In America, and in the UK, the 1980’s heralded an era that produced two gods and a goddess of monetarism. Right-wing Republicans and Tories have worshiped them ever since. The political leaderships of Ronald Reagan and Margaret Thatcher spanned the decade, just at the time Milton Friedman was espousing his theories of monetarism. Indeed, he served on Reagan’s Economic Policy Advisory Board throughout that president’s time in office.
Both Reagan and Thatcher were bewitched by Friedman. The idea of allowing markets to control themselves with little or no interference from government seemed almost frighteningly practical and modern, after years of Keynesian economics dating back to the 1930’s.
John Maynard Keynes was a British economist of whom Bertrand Russell once wrote:
“Keynes’s intellect was the sharpest and clearest that I have ever known. When I argued with him, I felt that I took my life in my hands, and I seldom emerged without feeling something of a fool. I was sometimes inclined to feel that so much cleverness must be incompatible with depth, but I do not think this feeling was justified.”
“One morning I met him hurrying across the Great Court of Trinity. I asked him what the hurry was and he said he wanted to borrow his brother-in-law’s motorcycle to go to London. ‘Why don’t you go by train’, I said. ‘Because there isn’t time’, he replied. I did not know what his business might be, but within a few days the bank rate, which panic mongers had put up to ten per cent, was reduced to five per cent. This was his doing.””
Russell declared him the “most intelligent man” he had ever known.
Friedman persuaded Reagan and Thatcher that Keynes’s ideas were outmoded. Both leaders fell under his spell, rapidly concluding that every problem could be solved by the markets, through economic innovation, provided they were left to their own devices, with no interference from government.
It was this ideal that caused George W Bush to falter so famously over admitting the existence of global warming.
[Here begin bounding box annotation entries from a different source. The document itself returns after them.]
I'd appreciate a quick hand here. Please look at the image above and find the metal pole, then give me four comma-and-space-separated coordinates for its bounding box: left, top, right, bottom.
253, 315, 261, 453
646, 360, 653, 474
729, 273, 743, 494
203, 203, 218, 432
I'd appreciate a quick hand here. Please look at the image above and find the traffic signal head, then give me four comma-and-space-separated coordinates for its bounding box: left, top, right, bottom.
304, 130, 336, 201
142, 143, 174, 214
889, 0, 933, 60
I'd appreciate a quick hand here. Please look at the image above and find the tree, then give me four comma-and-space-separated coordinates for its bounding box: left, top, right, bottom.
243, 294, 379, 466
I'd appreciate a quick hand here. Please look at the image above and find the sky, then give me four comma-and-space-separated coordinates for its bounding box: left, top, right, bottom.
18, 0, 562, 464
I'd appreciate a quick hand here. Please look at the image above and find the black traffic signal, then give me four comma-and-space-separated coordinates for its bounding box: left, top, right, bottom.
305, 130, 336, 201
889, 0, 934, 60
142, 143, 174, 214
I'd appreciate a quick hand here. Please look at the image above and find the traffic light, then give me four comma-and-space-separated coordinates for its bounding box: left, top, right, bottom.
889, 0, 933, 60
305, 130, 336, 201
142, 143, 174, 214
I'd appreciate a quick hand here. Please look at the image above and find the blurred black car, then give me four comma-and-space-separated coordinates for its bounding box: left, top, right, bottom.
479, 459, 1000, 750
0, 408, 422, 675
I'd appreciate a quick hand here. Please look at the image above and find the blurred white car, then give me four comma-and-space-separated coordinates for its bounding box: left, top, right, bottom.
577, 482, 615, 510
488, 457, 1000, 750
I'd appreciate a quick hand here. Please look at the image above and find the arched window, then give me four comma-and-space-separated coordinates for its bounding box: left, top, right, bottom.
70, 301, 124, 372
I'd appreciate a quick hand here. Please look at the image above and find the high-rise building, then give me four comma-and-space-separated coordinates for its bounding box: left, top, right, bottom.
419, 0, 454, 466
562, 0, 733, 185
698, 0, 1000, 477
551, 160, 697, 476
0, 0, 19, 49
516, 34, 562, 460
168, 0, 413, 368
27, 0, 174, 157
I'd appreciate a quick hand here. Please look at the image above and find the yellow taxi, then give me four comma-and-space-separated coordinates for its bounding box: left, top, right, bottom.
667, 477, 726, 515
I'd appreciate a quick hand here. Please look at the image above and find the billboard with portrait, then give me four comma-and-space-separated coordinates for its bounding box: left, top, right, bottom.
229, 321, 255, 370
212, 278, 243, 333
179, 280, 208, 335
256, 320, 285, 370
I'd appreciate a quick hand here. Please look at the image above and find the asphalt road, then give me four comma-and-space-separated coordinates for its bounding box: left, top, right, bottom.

If he’d accepted the evidence, he’d have been forced to act. Bush expected the markets to swing into action and create their own emission caps based on fresh, profitable technologies designed to save the earth.
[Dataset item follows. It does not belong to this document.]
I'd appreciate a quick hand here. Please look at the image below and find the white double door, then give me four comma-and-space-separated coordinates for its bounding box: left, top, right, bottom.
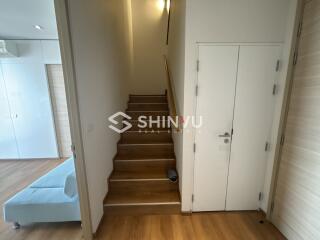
193, 45, 280, 211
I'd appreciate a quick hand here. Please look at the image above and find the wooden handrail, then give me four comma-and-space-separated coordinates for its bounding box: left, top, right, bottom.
163, 55, 180, 131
It never happened. Short term market greed trumped any idea of private investment in planet-saving enterprises, for close to a decade.
Ordinary folks may be surprised of late, when listening to economic discourse, to realize just how many booms and recessions the western world has suffered over the last twenty-five years. While western economies cannot be considered stable prior to Reagan, (his predecessor, Carter, had presided over a period of stagflation) it’s obvious with hindsight that Freidman’s policies utterly failed to provide a stable economy advantageous to any but the very wealthy.
Keynes advocated heavy investment by government during periods of recession. Friedman believed government should keep its fingers out the markets and allow them to stabilize themselves. The financial crisis presently threatening the economic world has sent governments scurrying back to Keynesian policies, with huge injections of cash into the system, in a desperate attempt to stabilize the markets and avoid the threat of a recession looming across the globe.
If any lessons are to learned from this latest, and possibly greatest, financial catastrophe, it is that Thatcher, Reagan, and Friedman were absolutely wrong. Markets require regulation; it has to come from government. Politicians, and their advisors, must be prepared to assume responsibility for the fiscal system and control it, rather than use it to simply line their own pockets.
This, in turn, means it is the duty of the people to ensure those they elect are capable of shouldering that responsibility without recourse to corrupt practices. The demand for more transparent government must be strong. Without pressure from the people, government will never change.
John Maynard Keynes died in 1946. If he’s out there somewhere, watching the events of 2008 unfold, he will undoubtedly be smiling to himself.